Effect of previous contacts and contact time on adhesion. (A) Adhesion forces measured on separation in C_mbp 0.031 μg/mL MBP solution under the same conditions as in Fig. 2B. Successive force runs show a progressively increasing adhesion and a concomitant decrease of the equilibrium (contact) separation brought about by a decreasing range of the stabilizing repulsive steric force. Water-gap thickness, D_W, was obtained by subtracting 2D_B ≈ 7.4 nm from the final contact separations. The contact time in each cycle was <1 min except in cycle 3, where the 2 surfaces were kept in contact for 30 min.

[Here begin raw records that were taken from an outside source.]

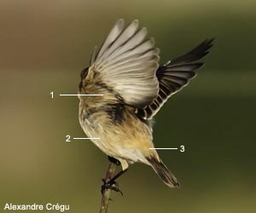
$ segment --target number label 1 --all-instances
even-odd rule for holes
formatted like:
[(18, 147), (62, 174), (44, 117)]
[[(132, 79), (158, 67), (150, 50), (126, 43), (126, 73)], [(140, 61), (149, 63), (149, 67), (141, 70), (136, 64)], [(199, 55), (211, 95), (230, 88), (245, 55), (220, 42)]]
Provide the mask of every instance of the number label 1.
[(181, 152), (181, 153), (184, 153), (184, 152), (185, 152), (185, 146), (184, 146), (184, 145), (181, 145), (181, 146), (180, 146), (180, 150), (179, 150), (179, 152)]
[(70, 135), (66, 135), (66, 142), (70, 142)]

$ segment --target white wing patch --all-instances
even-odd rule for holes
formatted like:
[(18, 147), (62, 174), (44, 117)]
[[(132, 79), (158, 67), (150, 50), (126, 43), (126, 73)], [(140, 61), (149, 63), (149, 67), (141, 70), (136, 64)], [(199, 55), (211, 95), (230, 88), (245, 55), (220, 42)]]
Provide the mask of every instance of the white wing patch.
[(143, 108), (159, 92), (159, 49), (153, 38), (146, 39), (147, 29), (139, 28), (138, 20), (124, 26), (124, 20), (116, 22), (98, 54), (94, 51), (90, 66), (125, 103)]

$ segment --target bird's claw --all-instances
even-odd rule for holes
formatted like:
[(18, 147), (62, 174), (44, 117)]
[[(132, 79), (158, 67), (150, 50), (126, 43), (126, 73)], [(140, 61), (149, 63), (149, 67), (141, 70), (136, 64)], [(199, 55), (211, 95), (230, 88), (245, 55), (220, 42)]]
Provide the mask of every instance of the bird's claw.
[(119, 188), (118, 183), (116, 181), (109, 181), (107, 182), (105, 179), (102, 179), (103, 184), (102, 186), (101, 193), (103, 194), (105, 189), (110, 189), (114, 192), (119, 193), (121, 195), (123, 195), (122, 191)]

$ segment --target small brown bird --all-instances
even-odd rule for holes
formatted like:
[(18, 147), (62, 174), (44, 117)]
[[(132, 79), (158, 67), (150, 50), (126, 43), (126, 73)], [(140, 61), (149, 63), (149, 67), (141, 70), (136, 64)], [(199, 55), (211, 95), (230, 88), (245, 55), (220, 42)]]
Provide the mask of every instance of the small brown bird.
[[(81, 72), (79, 123), (84, 133), (124, 173), (129, 164), (150, 165), (170, 187), (179, 182), (154, 149), (152, 118), (167, 99), (186, 86), (203, 63), (213, 39), (159, 66), (160, 50), (137, 20), (119, 20), (90, 66)], [(153, 149), (152, 149), (153, 148)], [(111, 182), (112, 185), (113, 181)], [(110, 186), (111, 187), (111, 186)]]

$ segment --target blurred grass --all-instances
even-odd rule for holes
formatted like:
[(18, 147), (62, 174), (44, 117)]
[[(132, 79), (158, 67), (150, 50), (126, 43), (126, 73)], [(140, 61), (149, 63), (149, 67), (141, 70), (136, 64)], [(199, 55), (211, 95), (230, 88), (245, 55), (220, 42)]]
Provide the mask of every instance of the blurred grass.
[[(135, 164), (109, 212), (253, 212), (255, 3), (253, 1), (1, 1), (0, 208), (59, 203), (96, 212), (107, 158), (84, 136), (75, 93), (79, 71), (120, 17), (138, 18), (166, 61), (216, 37), (206, 66), (155, 118), (158, 147), (182, 183), (162, 184)], [(90, 196), (88, 196), (90, 195)]]

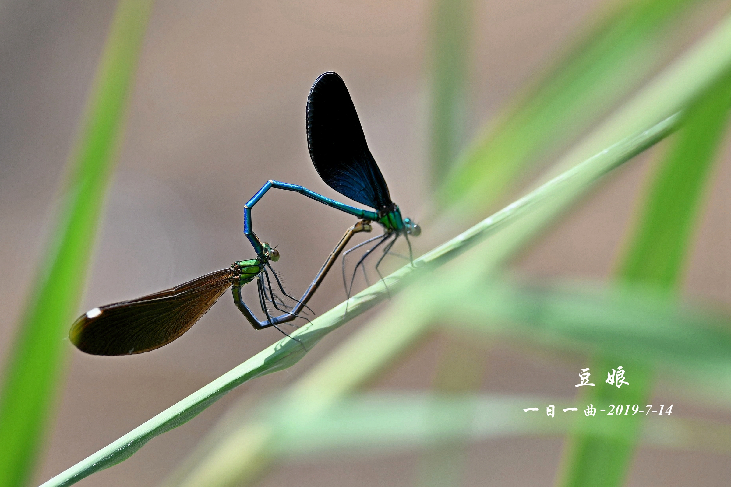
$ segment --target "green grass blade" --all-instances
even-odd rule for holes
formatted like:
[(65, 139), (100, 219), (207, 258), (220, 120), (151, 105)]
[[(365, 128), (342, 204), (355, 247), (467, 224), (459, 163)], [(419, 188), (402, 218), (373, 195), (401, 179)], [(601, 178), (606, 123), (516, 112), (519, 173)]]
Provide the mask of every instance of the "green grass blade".
[(77, 312), (104, 196), (142, 44), (148, 0), (115, 12), (75, 154), (64, 206), (27, 298), (0, 398), (0, 486), (26, 485), (35, 466), (64, 369), (63, 339)]
[[(406, 266), (387, 276), (385, 280), (390, 294), (396, 291), (404, 280), (412, 280), (414, 276), (423, 275), (420, 270), (431, 268), (454, 258), (466, 248), (494, 234), (511, 222), (517, 220), (519, 223), (520, 218), (525, 219), (531, 212), (537, 212), (545, 207), (546, 202), (558, 197), (558, 195), (568, 191), (574, 195), (575, 199), (578, 199), (583, 192), (577, 188), (577, 180), (583, 186), (586, 186), (586, 181), (601, 177), (611, 169), (670, 134), (676, 127), (679, 118), (678, 115), (673, 115), (634, 137), (600, 150), (582, 164), (549, 181), (450, 242), (416, 259), (415, 269)], [(564, 196), (564, 201), (565, 200)], [(512, 223), (513, 226), (515, 224), (518, 223)], [(510, 228), (511, 227), (507, 227), (508, 229)], [(498, 233), (496, 236), (500, 234), (501, 233)], [(420, 280), (398, 299), (398, 302), (394, 304), (385, 317), (359, 330), (348, 342), (321, 361), (291, 388), (288, 397), (292, 404), (298, 404), (298, 417), (303, 419), (319, 414), (355, 388), (371, 380), (388, 364), (400, 356), (404, 350), (424, 337), (431, 327), (433, 317), (438, 312), (435, 308), (438, 308), (442, 302), (439, 299), (439, 288), (432, 286), (431, 280)], [(390, 293), (386, 291), (382, 283), (379, 282), (371, 286), (355, 296), (355, 305), (352, 300), (348, 305), (348, 318), (359, 314), (361, 305), (364, 307), (363, 310), (370, 308), (376, 300), (382, 300), (388, 296)], [(424, 296), (429, 296), (430, 298), (424, 299)], [(295, 331), (292, 336), (300, 340), (306, 340), (308, 331), (314, 333), (323, 326), (334, 329), (347, 321), (343, 318), (344, 308), (344, 303), (340, 304), (313, 320), (311, 325), (306, 325)], [(336, 321), (332, 324), (327, 324), (325, 321), (330, 319)], [(327, 331), (323, 330), (322, 334), (326, 332)], [(307, 345), (307, 342), (305, 342)], [(271, 356), (271, 348), (274, 350), (282, 350), (285, 346), (287, 342), (282, 340), (260, 355), (267, 354), (267, 356)], [(289, 346), (292, 346), (291, 343)], [(310, 348), (309, 345), (308, 348)], [(298, 348), (297, 350), (301, 352), (301, 348)], [(248, 361), (254, 358), (257, 357)], [(246, 366), (248, 361), (240, 367)], [(276, 361), (272, 360), (272, 364), (274, 363)], [(167, 417), (166, 421), (173, 417), (181, 418), (179, 406), (182, 404), (183, 402), (178, 403), (178, 405), (159, 415), (159, 417), (160, 419)], [(96, 468), (98, 465), (96, 462), (102, 459), (108, 458), (108, 456), (115, 452), (115, 448), (126, 447), (129, 442), (137, 437), (142, 429), (148, 430), (154, 422), (155, 418), (148, 422), (149, 425), (145, 424), (138, 428), (140, 432), (133, 431), (69, 470), (73, 472), (77, 469)], [(175, 485), (178, 487), (251, 485), (273, 461), (274, 453), (271, 443), (276, 440), (277, 434), (276, 425), (270, 423), (247, 423), (231, 432), (228, 437), (213, 447), (200, 464), (188, 472), (182, 480), (176, 479), (174, 484), (165, 485)], [(66, 478), (69, 475), (71, 472), (67, 471), (59, 475), (59, 478)], [(47, 483), (44, 487), (57, 485), (68, 484)]]
[(538, 156), (569, 143), (659, 66), (658, 45), (697, 0), (621, 1), (472, 144), (440, 191), (479, 212)]
[[(700, 202), (727, 124), (730, 101), (731, 77), (726, 76), (689, 109), (686, 126), (660, 165), (650, 188), (619, 271), (620, 280), (667, 291), (679, 287)], [(616, 361), (605, 355), (596, 358), (593, 364), (593, 367), (602, 370), (610, 369), (613, 364), (616, 367)], [(635, 377), (632, 388), (627, 391), (597, 388), (588, 393), (586, 400), (637, 404), (649, 401), (653, 369), (637, 361), (625, 363), (625, 369), (629, 369), (628, 366)], [(621, 485), (629, 468), (641, 423), (641, 418), (636, 418), (624, 423), (623, 437), (613, 440), (590, 434), (574, 435), (564, 454), (566, 468), (561, 485)]]
[[(267, 410), (261, 415), (279, 423), (281, 434), (277, 435), (273, 449), (276, 455), (288, 459), (382, 456), (450, 444), (455, 440), (477, 442), (516, 436), (553, 436), (576, 427), (605, 438), (617, 434), (615, 429), (599, 426), (593, 421), (595, 418), (587, 418), (581, 410), (550, 418), (543, 409), (550, 404), (556, 406), (556, 411), (586, 407), (565, 398), (485, 394), (432, 396), (401, 392), (348, 398), (308, 421), (291, 414), (295, 405), (286, 402), (274, 407), (266, 403)], [(523, 410), (537, 406), (542, 407), (538, 413)], [(441, 418), (437, 422), (434, 421), (435, 410), (439, 411)], [(465, 410), (471, 413), (467, 428), (460, 421)], [(230, 427), (236, 419), (240, 421), (240, 418), (230, 418), (221, 426)], [(643, 442), (648, 445), (727, 454), (731, 452), (731, 426), (727, 424), (656, 415), (647, 419)], [(709, 436), (710, 432), (714, 433)]]
[[(582, 412), (548, 417), (543, 410), (526, 413), (523, 408), (553, 404), (560, 409), (583, 404), (566, 398), (514, 396), (482, 393), (431, 394), (423, 392), (387, 392), (357, 394), (333, 404), (308, 421), (292, 413), (296, 407), (286, 401), (269, 399), (257, 405), (243, 401), (220, 421), (201, 443), (200, 454), (209, 445), (238, 428), (244, 421), (270, 421), (278, 434), (273, 453), (287, 461), (368, 456), (383, 456), (425, 448), (466, 444), (518, 436), (558, 436), (572, 428), (611, 438), (613, 429), (596, 427)], [(461, 416), (470, 411), (465, 427)], [(435, 412), (439, 412), (435, 417)], [(436, 420), (436, 421), (435, 421)], [(643, 442), (673, 450), (709, 453), (731, 452), (731, 426), (677, 416), (648, 417)], [(710, 435), (708, 433), (713, 432)], [(183, 473), (183, 472), (181, 472)], [(448, 484), (455, 485), (455, 484)]]
[[(627, 107), (619, 110), (607, 123), (602, 125), (586, 141), (572, 151), (567, 161), (577, 165), (558, 176), (529, 195), (486, 218), (469, 230), (415, 259), (416, 269), (406, 266), (385, 279), (390, 293), (407, 281), (423, 276), (425, 270), (444, 264), (484, 240), (508, 223), (526, 215), (539, 213), (542, 218), (553, 217), (565, 210), (571, 202), (585, 194), (585, 190), (606, 172), (626, 161), (650, 145), (666, 137), (677, 126), (679, 115), (673, 115), (697, 96), (699, 93), (713, 83), (731, 66), (731, 18), (724, 19), (716, 29), (701, 39), (697, 45), (676, 64), (643, 90)], [(663, 116), (668, 117), (663, 118)], [(623, 138), (624, 137), (624, 138)], [(605, 145), (602, 145), (605, 144)], [(578, 158), (583, 156), (586, 160)], [(580, 164), (578, 164), (580, 163)], [(559, 199), (559, 207), (547, 203)], [(544, 210), (550, 206), (553, 212), (546, 215)], [(512, 225), (513, 226), (515, 224)], [(510, 229), (511, 227), (507, 227)], [(540, 226), (533, 225), (531, 234)], [(501, 232), (504, 233), (504, 231)], [(512, 245), (513, 251), (517, 250)], [(472, 264), (471, 266), (474, 266)], [(467, 272), (468, 275), (474, 273)], [(372, 377), (390, 361), (398, 357), (406, 347), (424, 334), (433, 314), (431, 304), (414, 308), (414, 302), (421, 302), (419, 296), (423, 285), (450, 285), (447, 279), (431, 282), (421, 280), (418, 289), (409, 290), (408, 296), (401, 296), (385, 318), (375, 325), (363, 329), (337, 352), (299, 383), (293, 394), (306, 396), (303, 404), (317, 410), (342, 397), (353, 388)], [(413, 291), (413, 292), (411, 292)], [(346, 323), (352, 318), (370, 309), (390, 295), (383, 283), (371, 286), (351, 299), (347, 316), (344, 316), (345, 304), (341, 304), (299, 329), (292, 337), (311, 349), (327, 333)], [(414, 297), (415, 296), (415, 297)], [(435, 302), (433, 306), (439, 305)], [(108, 446), (81, 461), (44, 484), (69, 486), (84, 477), (107, 468), (132, 455), (152, 437), (189, 421), (224, 394), (251, 378), (281, 370), (295, 363), (304, 354), (299, 343), (288, 338), (265, 349), (241, 365), (219, 377), (198, 391), (159, 413)], [(357, 364), (354, 367), (353, 364)], [(318, 384), (324, 384), (318, 387)], [(306, 411), (299, 411), (306, 414)], [(232, 456), (223, 448), (222, 456), (211, 463), (217, 472), (215, 479), (191, 485), (225, 485), (226, 482), (251, 481), (268, 464), (267, 445), (271, 431), (266, 424), (252, 424), (246, 434), (247, 441), (241, 445), (246, 451), (236, 450), (240, 456)], [(231, 450), (232, 451), (232, 450)], [(228, 452), (228, 453), (227, 453)], [(234, 457), (235, 461), (234, 461)], [(194, 475), (194, 477), (195, 477)]]
[[(414, 259), (415, 266), (408, 265), (387, 276), (385, 282), (388, 285), (389, 291), (387, 291), (383, 283), (379, 281), (353, 296), (348, 302), (346, 316), (346, 304), (341, 303), (312, 320), (311, 323), (292, 332), (292, 337), (301, 341), (307, 350), (311, 350), (312, 347), (326, 334), (387, 299), (390, 293), (398, 291), (404, 283), (410, 282), (417, 276), (423, 276), (425, 271), (457, 257), (510, 221), (534, 211), (542, 202), (550, 199), (552, 195), (564, 191), (565, 187), (572, 183), (577, 172), (588, 172), (594, 175), (594, 177), (601, 177), (611, 168), (628, 160), (643, 150), (648, 145), (667, 136), (674, 129), (678, 119), (677, 115), (671, 117), (655, 127), (644, 131), (636, 137), (622, 141), (606, 150), (602, 150), (602, 157), (592, 158), (588, 161), (587, 165), (574, 168), (566, 175), (561, 175), (515, 204), (475, 225), (467, 231)], [(380, 327), (377, 329), (376, 331), (377, 336), (372, 337), (376, 340), (375, 343), (377, 345), (375, 348), (371, 345), (368, 348), (369, 353), (367, 356), (362, 357), (360, 361), (364, 376), (371, 374), (374, 368), (379, 367), (379, 364), (385, 363), (386, 357), (393, 356), (402, 349), (402, 347), (411, 343), (422, 334), (423, 323), (417, 320), (411, 321), (411, 323), (401, 323), (398, 326), (390, 324), (387, 331)], [(360, 350), (362, 351), (363, 349)], [(374, 351), (378, 353), (374, 353)], [(121, 438), (54, 477), (44, 483), (44, 487), (70, 486), (94, 472), (108, 468), (125, 460), (151, 438), (190, 421), (238, 386), (254, 377), (289, 367), (295, 364), (304, 354), (305, 351), (300, 343), (289, 338), (282, 339)], [(365, 380), (365, 377), (360, 377), (357, 374), (343, 375), (341, 373), (341, 368), (335, 367), (328, 369), (338, 371), (327, 378), (335, 397), (349, 390), (355, 383), (359, 383), (360, 380)], [(323, 394), (318, 394), (318, 397), (319, 400), (325, 402), (331, 399), (330, 396)], [(263, 434), (259, 430), (252, 431), (251, 434)], [(263, 438), (265, 437), (266, 435), (263, 434)], [(255, 449), (258, 444), (257, 440), (252, 440), (247, 443), (247, 447)], [(245, 462), (241, 463), (243, 464)]]
[(439, 185), (465, 142), (473, 0), (437, 0), (432, 15), (432, 184)]
[[(731, 401), (727, 314), (681, 305), (674, 297), (638, 285), (605, 288), (592, 283), (529, 285), (497, 281), (445, 292), (444, 302), (452, 304), (442, 307), (434, 318), (447, 323), (450, 317), (445, 328), (507, 336), (542, 348), (604, 355), (622, 361), (623, 366), (643, 357), (668, 375), (698, 386), (715, 384), (719, 396)], [(624, 368), (635, 377), (632, 368)], [(605, 369), (591, 368), (592, 382), (603, 383), (606, 372), (601, 377), (601, 370)], [(632, 386), (620, 391), (635, 388)]]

Note the linear relationship between the adhesion forces, F_adh/R, and the jump-out distances, D_j, except for the noticeable deviation in run 3. Inset shows the total force cycle measured on approach and separation (compare Fig. 2) and the hysteresis in the forces (compare Fig. 5). A band of 2D_B from 7.4–8.5 nm indicates a range of 2 bilayer thicknesses obtained by assuming a constant bilayer thickness and by subtracting a typical water-layer thickness (≈2 nm) from the final contact separation. (B) Possible model for the molecular rearrangements occurring on successive compressions that force the MBP molecules to penetrate deeper into the bilayers and enhance their hydrophobic contacts (15, 28). Note that MBP penetrates deeper into the bilayers with each successive compression. This mechanism would explain the decreasing range of the repulsion and the increasing adhesion. Note that D_W* becomes less than D_W after successive compressions whereas D_B remains unchanged under the applied pressure range (<1 MPa).

Fig. 5.

Hysteretic forces in F/R vs. D runs measured in C_MBP = 0.156 μg/ml MBP solution. (Inset) When the force F/R between the 2 curved surfaces is converted to the pressure P between 2 planar surfaces (using the Derjaguin approximation to obtain E, then differentiating to get P = dE/dD), and the calculated pressure vs. distance (proportional to the water gap volume) between 2 planar surfaces is plotted, the MBP behaves like a weak gel with a collapse pressure of P ≈ 1 MPa. The collapse resembles a first-order phase transition because it has constant (horizontal) pressure regime over a large range of D_I (water volume) corresponding to a collapse to ≈10% of the original volume occupied. The arrows indicate where the slopes of F/R and pressure change, and the corresponding letters represent the sequences from I–III.